You may be among a newly discovered group that’s at increased risk for colorectal cancer, the second-most deadly malignancy in the US. But odds are that you don’t know it—and neither does your doctor—so you’re probably not getting the testing you need…even if you’re following the current colorectal cancer screening guidelines to a T.
This recently discovered risk has to do with family history—not your relatives’ history of actual colorectal cancer, but rather their history of polyps (also called adenomas), which are benign growths in the colon or rectum that may someday become cancerous. The increased risk isn’t limited just to close relatives, either. In fact, the way the current guidelines are written, for 10% of people with a family history of these polyps, screening comes too late. Here’s what you and your clan need to know…
FAMILY TIES EXPLORED
Colonoscopy is one of the few cancer screenings that’s proven to save lives. Not only can it detect colorectal cancer at its early and most treatable stages, it also allows doctors to find and remove precancerous growths before they have a chance to turn into cancer.
Current guidelines: For the general population, screening colonoscopy is recommended every 10 years starting at age 50. Increased screening is advised for the parents, children and siblings of any patient diagnosed prior to age 60 with either colorectal cancer or an advanced adenoma (an adenoma with precancerous pathological features and/or a diameter of one centimeter or more). For these close family members, colonoscopy is recommended every five years starting at age 40 or starting 10 years earlier than the age at which their relative was diagnosed. (For instance, if your father was diagnosed with colorectal cancer at 55, you’d get your first colonoscopy at 45.) The screening guidelines for more distant relatives of patients diagnosed before age 60, as well as for all family members of patients diagnosed at or after 60, are the same as for the general public.
Researchers from the University of Utah School of Medicine wanted to see how well these guidelines were working for relatives of patients who’d had any type of adenoma, not just the more dangerous advanced adenoma. And they had unique resources to draw upon—because Utah has an extensive genealogy database going back to the 1800s…plus a statewide cancer registry…plus comprehensive electronic medical records covering 85% of the state population. By linking these information sources, the researchers could determine the risk for colorectal cancer among immediate and distant relatives of people who’d had adenomas.
First, they searched for 50- to 80-year-old residents of the state who had a colonoscopy over a 14-year period and identified 43,189 people for whom colonoscopy revealed an adenoma. These patients were then matched to controls, meaning people of the same age and gender who also had colonoscopies but were not found to have adenomas.
Finally, the researchers used specially developed “kinship analysis” software to determine the magnitude of colorectal cancer risk—for first-degree relatives (parent, child, sibling)…second-degree relatives (half-sibling, aunt/uncle, niece/nephew, grandparent, grandchild)…and third-degree relatives (first cousin, great-grandparent, great-grandchild)—of patients who’d had adenomas. What they found…
• First-degree relatives of people with adenomas had a 35% greater risk for colorectal cancer compared with first-degree relatives of the controls.
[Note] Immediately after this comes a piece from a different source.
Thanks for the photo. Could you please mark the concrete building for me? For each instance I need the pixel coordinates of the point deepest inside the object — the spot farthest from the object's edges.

• Second-degree relatives of people with adenomas had a 15% greater risk for colorectal cancer…and third-degree relatives had 6% greater risk. This was surprising, as the researchers didn’t expect the risk to be greater for distant relatives in multiple generations.
The biggest surprise—and biggest concern: Approximately 10% of first-degree relatives of patients with adenomas developed colorectal cancer at ages younger than those currently recommended to start colonoscopy screening based on family history. The researchers said that this raises the issue of whether more aggressive screening (such as starting at age 40) is indicated for close relatives of patients diagnosed with adenomas before age 60 and for those diagnosed with advanced adenomas at or above age 60.
Self-defense: If you have a relative whose colonoscopy revealed an adenoma, you are at increased risk for colorectal cancer. This type of cancer generally grows slowly, but it’s important to catch it at its earliest stages to maximize the odds for recovery. Show this article to your doctor and discuss getting screened—and urge your loved ones to do so as well—even if you or they think it’s “too soon” to worry about colorectal cancer.